Another not so hidden gem on the West Ridge. It looks like a crack, but does not climb like a crack. First off, the pro is good over the roof, but pumpy to place. Once through the sketchy corner and over the roof, you end up doing these pinch moves, layaways, I dyno'ed to get through the crux and into the flare. Short but sweet...Eldo crack climbing at its best.

[The gear is adequate but very pumpy to place (and hard to see at the crux) with a long fall potential at the crux move]

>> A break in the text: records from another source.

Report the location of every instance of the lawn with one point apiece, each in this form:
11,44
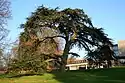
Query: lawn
113,75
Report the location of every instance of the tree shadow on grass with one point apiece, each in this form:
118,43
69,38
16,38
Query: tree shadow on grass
113,75
21,75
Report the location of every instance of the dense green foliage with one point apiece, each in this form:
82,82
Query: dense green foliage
48,25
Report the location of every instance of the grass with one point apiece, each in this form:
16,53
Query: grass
113,75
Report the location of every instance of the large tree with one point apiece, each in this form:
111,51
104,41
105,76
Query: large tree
71,25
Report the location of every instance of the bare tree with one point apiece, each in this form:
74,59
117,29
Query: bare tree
5,13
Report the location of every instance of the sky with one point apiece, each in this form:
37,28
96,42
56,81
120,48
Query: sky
107,14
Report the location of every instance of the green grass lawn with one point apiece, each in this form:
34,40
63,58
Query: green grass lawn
113,75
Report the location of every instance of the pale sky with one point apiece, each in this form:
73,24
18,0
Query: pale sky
108,14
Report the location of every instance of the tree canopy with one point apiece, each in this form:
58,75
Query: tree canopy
72,25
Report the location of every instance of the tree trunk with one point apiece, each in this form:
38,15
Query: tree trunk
65,57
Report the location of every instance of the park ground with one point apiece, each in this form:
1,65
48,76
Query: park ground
112,75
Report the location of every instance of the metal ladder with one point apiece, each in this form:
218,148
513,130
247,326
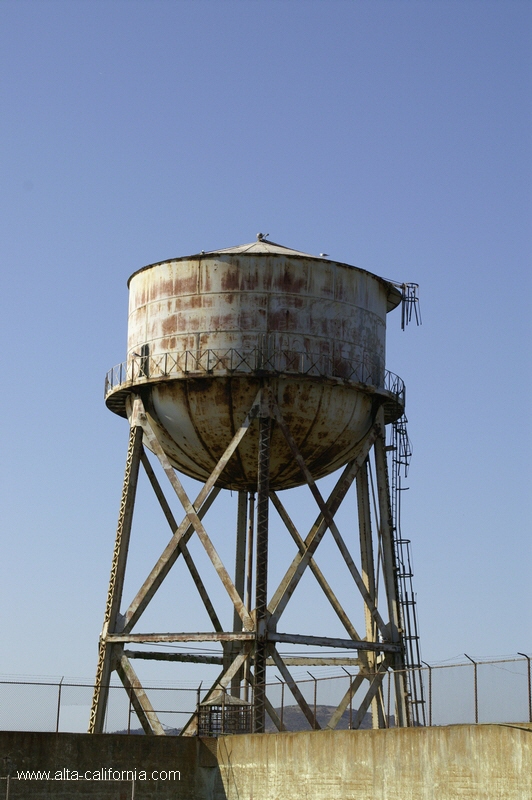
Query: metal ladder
399,454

Once on the upper slab, its gets really dicey getting over to the anchor above Parallels...A 2-bolt anchor would be perfect for this route and Crazy Fingers just to the right.

Protection

sm/med nuts, .4"-1.25" cams for the main route, .5"+2" cams to get to the anchor *This route and the route to its right (Crazy Fingers) are in DIRE need of a 2-bolt anchor to share*
Ben Dueweke
Denver, CO
Ben Dueweke   Denver, CO
I cleaned an old cam and nut off of this route a couple days ago, PM me if they are yours, and I'll get 'em back to you. Aug 26, 2015
claytown
Boulder, CO
 
claytown   Boulder, CO
 
"I did the first lead of Foxtrot with Skip and I named it after the musical group Genesis's album, "Foxtrot". A lead that took small wires and RPs to lead. This was before the days of the smaller, "Alien" cams. [Bob Horan]"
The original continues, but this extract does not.